Welches Ziel verfolgt das Gesetzesvorhaben?

  • Selbstbestimmt leben zu können ist fundamental für alle Menschen. Die freie Entfaltung der Persönlichkeit, die Achtung der Privatsphäre und die Nichtdiskriminierung gehören zu den von unserem Grundgesetz garantierten Rechten.
  • Das geplante Selbstbestimmungsgesetz wird das Leben für trans- und intergeschlechtliche Menschen verbessern und geschlechtliche Vielfalt anerkennen. 
  • Das bestehende Transsexuellengesetz (TSG) ist über 40 Jahre alt und seit mindestens 20 Jahren reformbedürftig. Immer wieder hat das Bundesverfassungsgericht einzelne Teile des TSG für verfassungswidrig erklärt, weil die Rechte und die Würde von transgeschlechtlichen Menschen verletzt sind.
  • Daher wollen wir das veraltete TSG abschaffen und durch ein modernes Selbstbestimmungsgesetz ersetzen. 
  • Ziel des Vorhabens ist es, ein einfaches, einheitliches Verfahren für eine Änderung des Personenstandseintrags ohne diskriminierende Begutachtungen und Fremdbestimmung zu schaffen.

Welche Regelungen sind für Minderjährige geplant?

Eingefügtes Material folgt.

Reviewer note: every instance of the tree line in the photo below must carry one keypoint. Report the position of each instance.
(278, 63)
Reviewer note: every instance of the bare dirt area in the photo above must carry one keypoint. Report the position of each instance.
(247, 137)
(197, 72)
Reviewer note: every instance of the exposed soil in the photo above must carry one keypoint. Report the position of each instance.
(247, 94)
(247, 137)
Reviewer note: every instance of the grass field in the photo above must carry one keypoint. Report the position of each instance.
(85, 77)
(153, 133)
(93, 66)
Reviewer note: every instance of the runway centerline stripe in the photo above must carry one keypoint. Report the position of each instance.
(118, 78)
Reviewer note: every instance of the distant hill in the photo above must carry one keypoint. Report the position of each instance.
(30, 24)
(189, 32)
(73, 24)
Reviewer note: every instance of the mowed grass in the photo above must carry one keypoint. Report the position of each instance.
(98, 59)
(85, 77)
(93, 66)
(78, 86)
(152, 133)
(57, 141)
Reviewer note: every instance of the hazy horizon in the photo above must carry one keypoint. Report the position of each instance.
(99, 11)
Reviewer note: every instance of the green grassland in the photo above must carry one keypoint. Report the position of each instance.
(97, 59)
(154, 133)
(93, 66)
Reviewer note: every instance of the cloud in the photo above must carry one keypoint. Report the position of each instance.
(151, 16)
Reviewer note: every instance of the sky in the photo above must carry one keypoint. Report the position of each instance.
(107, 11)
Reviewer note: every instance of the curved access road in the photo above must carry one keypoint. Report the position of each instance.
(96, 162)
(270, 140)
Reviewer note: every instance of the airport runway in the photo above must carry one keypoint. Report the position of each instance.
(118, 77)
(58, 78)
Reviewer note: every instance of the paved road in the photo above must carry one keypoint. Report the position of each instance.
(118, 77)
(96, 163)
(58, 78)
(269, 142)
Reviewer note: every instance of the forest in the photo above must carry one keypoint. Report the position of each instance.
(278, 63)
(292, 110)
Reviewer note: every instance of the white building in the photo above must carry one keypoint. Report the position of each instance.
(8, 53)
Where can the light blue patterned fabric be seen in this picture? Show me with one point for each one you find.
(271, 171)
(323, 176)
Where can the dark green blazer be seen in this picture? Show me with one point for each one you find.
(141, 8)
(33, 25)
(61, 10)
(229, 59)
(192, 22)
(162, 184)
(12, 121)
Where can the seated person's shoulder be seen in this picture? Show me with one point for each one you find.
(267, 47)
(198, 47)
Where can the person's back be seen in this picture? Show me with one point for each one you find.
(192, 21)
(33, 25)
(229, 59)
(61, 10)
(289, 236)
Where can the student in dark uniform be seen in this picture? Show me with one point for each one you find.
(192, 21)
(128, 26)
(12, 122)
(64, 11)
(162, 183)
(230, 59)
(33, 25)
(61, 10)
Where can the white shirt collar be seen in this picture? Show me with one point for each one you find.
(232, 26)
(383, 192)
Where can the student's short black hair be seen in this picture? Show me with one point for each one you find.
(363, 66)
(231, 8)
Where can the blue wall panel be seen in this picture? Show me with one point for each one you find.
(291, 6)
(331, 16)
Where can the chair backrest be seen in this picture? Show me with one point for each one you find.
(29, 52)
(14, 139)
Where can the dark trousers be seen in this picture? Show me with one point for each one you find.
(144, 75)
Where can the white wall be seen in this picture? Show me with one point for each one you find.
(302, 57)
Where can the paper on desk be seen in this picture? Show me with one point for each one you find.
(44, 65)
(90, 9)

  • Für Minderjährige bis 14 Jahre oder bei Geschäftsunfähigkeit des Minderjährigen sollen die Sorgeberechtigten die Änderungserklärung gegenüber dem Standesamt abgeben können. 
  • Für Minderjährige ab 14 Jahren ist geplant, dass die Minderjährigen die Erklärung selbst mit Zustimmung der Sorgeberechtigten abgeben können. Um die Persönlichkeitsrechte der jungen Menschen zu wahren, sollen Familiengerichte in den Fällen, in denen die Sorgeberechtigten nicht zustimmen, orientiert am Kindeswohl - wie auch in anderen Konstellationen im Familienrecht - die Zustimmung der Eltern auf Antrag des Minderjährigen ersetzen können.  
  • Von zentraler Bedeutung ist eine sachkundige, ergebnisoffene und kostenlose Beratung. Für Minderjährige und ihre Eltern wollen wir daher die Möglichkeit stärken, sich beraten zu lassen. Wir werden sicherstellen, dass Eltern und Minderjährige vor der Entscheidung auf sie aktiv hingewiesen werden. Die Beratung umfasst unter anderem die Familiensituation oder die persönliche Situation des jungen Menschen, Bedarfe, vorhandene Ressourcen sowie mögliche Hilfen, die Verwaltungsabläufe, mögliche Auswirkungen des Vornamens- und Personenstandswechsels, geschlechtliche Entwicklung, Geschlechtsidentität, Umgang mit Varianten der körperlichen Geschlechtsmerkmale, Schutz vor Ausgrenzung und Diskriminierungen sowie Hinweise auf andere Beratungsangebote im Sozialraum. Dabei soll auch auf Beratungsangebote einschlägiger Vereine und Verbände ("peer-to-peer"-Beratung) verwiesen werden.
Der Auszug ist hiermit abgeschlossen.